Overall, there is a slight tendency to a less pronounced increase of blood flow in the microcirculation after transfusion of older blood. However, our data show no statistical significance in the correlation between the age of pRBC up to a maximum storage of 49 days and ∆MCF values. Unequal distribution of data may explain the difference to the previously mentioned inverse correlation with the SOFA subgroups.
Several authors have reported no difference in MCF in studies comparing transfusion of younger (7–20 days old) to older (21 to 42 days old) pRBC [4, 13–15, 28, 31]. Our own comparisons of fresh, medium, and old blood also did not detect a significant difference between MCF and pRBC age. However, these numbers do not respect severity of illness.
A more clinical approach was used in several large randomized controlled trials. Patient outcome, such as mortality, was investigated in the ABLE , RECESS  or TRANSFUSE  trials. Results of these studies as well as of other trials were summarized in a Cochrane analysis in 2018 , and revealed no clear difference in the risk of death after transfusion of blood closer to the expiration date in adults. Based on these findings, transfusion of relatively old blood was considered safe . Nevertheless, these studies also failed to consider the severity of illness. Moreover, mass transfusions were not examined.

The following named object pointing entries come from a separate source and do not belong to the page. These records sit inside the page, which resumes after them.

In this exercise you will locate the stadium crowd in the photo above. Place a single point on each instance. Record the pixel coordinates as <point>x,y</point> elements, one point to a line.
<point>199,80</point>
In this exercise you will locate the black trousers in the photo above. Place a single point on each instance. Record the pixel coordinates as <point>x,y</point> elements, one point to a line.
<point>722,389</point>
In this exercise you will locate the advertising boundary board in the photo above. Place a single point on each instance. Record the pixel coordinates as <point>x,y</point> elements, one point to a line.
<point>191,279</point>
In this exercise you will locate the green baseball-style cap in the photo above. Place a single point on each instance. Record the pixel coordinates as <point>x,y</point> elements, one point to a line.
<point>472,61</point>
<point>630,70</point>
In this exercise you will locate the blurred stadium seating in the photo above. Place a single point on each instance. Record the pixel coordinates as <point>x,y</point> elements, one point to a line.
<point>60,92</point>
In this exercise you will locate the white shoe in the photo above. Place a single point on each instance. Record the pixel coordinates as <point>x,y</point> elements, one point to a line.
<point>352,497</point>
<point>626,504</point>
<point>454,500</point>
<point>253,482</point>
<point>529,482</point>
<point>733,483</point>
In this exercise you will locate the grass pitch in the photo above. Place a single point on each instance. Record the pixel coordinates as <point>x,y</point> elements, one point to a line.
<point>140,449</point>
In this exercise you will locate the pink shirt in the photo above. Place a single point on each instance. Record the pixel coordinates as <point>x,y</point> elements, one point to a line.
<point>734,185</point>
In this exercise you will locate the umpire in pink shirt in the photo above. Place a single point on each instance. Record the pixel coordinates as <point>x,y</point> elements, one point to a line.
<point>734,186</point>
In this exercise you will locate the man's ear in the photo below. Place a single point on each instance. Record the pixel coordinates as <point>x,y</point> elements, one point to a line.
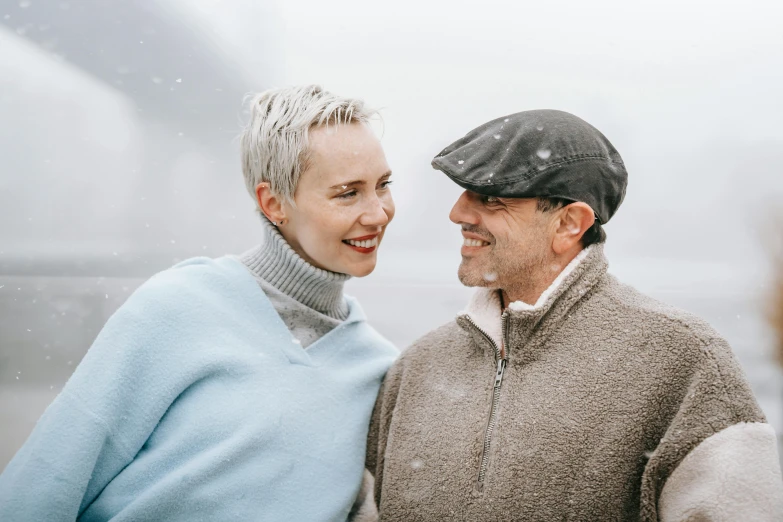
<point>270,203</point>
<point>573,222</point>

Studies on the infusion of large volumes of pRBC are thus necessary to shed light on the relevance of storage lesions .
Mismatch in sex of donor and recipient of pRBC is described in the literature as a possible factor influencing the outcome of transfusion . We could not detect a benefit in matching pRBC to the recipient’s sex in terms of MCF and also did not find a negative impact of mismatch on flow in capillaries. In addition, no significant differences of donor’s sex and change in MCF could be detected, possibly also due to the small sample size of our study.
Finally, so-called storage lesions due to prolonged storage are well described and understood in in-vitro as well as in in-vivo animal models, but the clinical significance remains unclear [7, 28, 38, 39]. Therefore, the findings of this investigation can only be seen as a jigsaw piece in the field of microcirculation studies with considerable uncertainty. The growing importance of individualized patient treatment in medicine supports bedside measurement of perfusion within the smallest vessels in real-time (MCF), thus serving as an indirect predictor of erythrocyte flow and oxygen delivery to the organs [26, 40].

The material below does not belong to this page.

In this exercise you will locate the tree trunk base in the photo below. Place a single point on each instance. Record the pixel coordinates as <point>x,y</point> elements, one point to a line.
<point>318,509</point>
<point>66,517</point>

Our study has several limitations. First, as a retrospective analysis, collection of data about transfused pRBCs was difficult due to missing values in patient charts. Second, the sample size was not powered for the presented research question, and data were not distributed equally due to the standard practice of blood banks to transfuse older pRBCs first. This explains the underrepresentation of fresh blood in this trial. Third, variability of measurements was high. Here, an automated software analysis could help in the future. In addition, distinctions between different groups may be larger with transfusion of fresh blood being even younger than eight days.